I know, I tell too many tales about my adventures in handy-man-ness, but these days I’m not alone in pretending to be self-sufficient. Many of us are ticking off a decades old list of projects. My latest: the sprinkler system.

A few years ago I watched some talented landscapers fix a sprinkler line damaged while planting our peach tree. (Side note: when the tree was planted my bride said we’d have 50+ peaches in a few years. I scoffed. The tree was skinny, and we’ve had exactly one edible peach in the last two years. I made a comment and she said, just wait. Sure enough, there are easily 80 small fruits out there. I am humbled, yet again.) Anyway, I watched the landscapers, asked a few questions, thinking, “I could do that.”

Last fall I bought a bunch of new sprinkler heads for the front yard, fixed some, and it kind of worked. Confident, last weekend I went to work on the backyard. Eight holes, eight new sprinkler heads. Water everywhere. It’s amazing.

The only problem I had was with hole #7. It’s near one of the big trees and I met a little resistance under the grass. “Root,” I thought and stomped the shovel a little harder to break through. So as not to damage the sprinkler, I finished the hole by hand with my trowel and fingers. This is when I notice the resistance was not a root, but a newly severed orange wire. A single copper strand. Coming from who knows where, going to goodness knows where. It’s near the back of my yard, a mystery. I waited to hear a neighbor complain. Checked that night to see if lights were out. Nothing.

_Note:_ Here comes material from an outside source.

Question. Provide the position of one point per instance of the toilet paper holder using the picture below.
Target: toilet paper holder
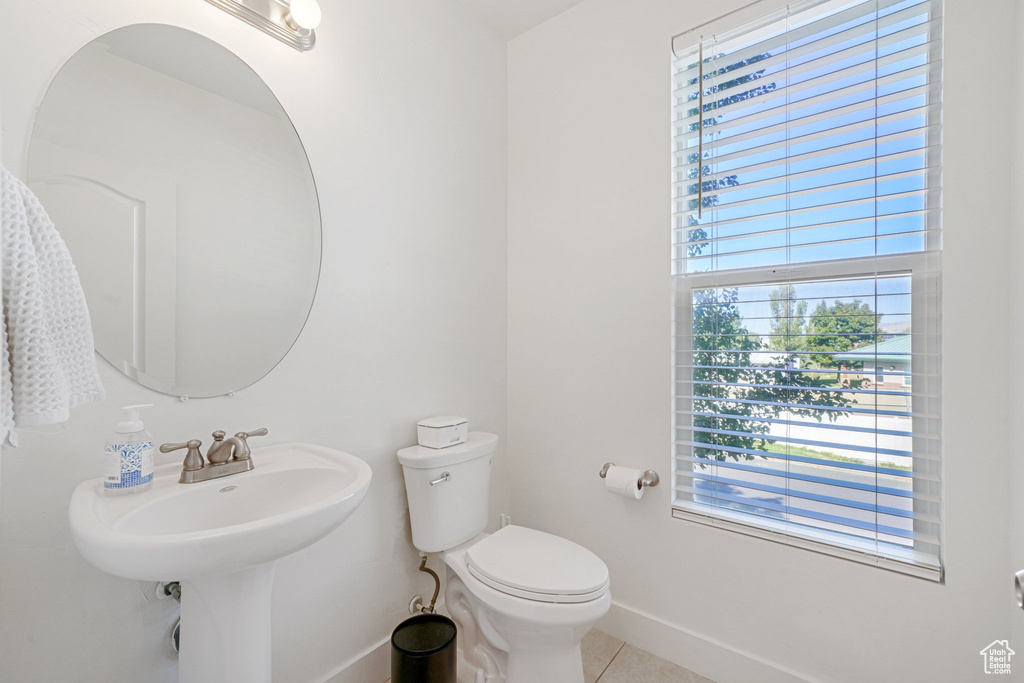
(649, 477)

Mid-week, Wilson the ABC is yelling a lot and I see some guys working on a telephone pole opposite the cut wire side of the yard. I walk out, get the dog, and casually ask what they’re up to.

“Just upgrading your neighbor’s cable,” he said. “Do you need anything from us?”

“No,” I say. “Just making sure the dog’s not bothering you or anything.”

He takes a look at me and Wilson from his post on the ladder. I think he knows we’re up to something.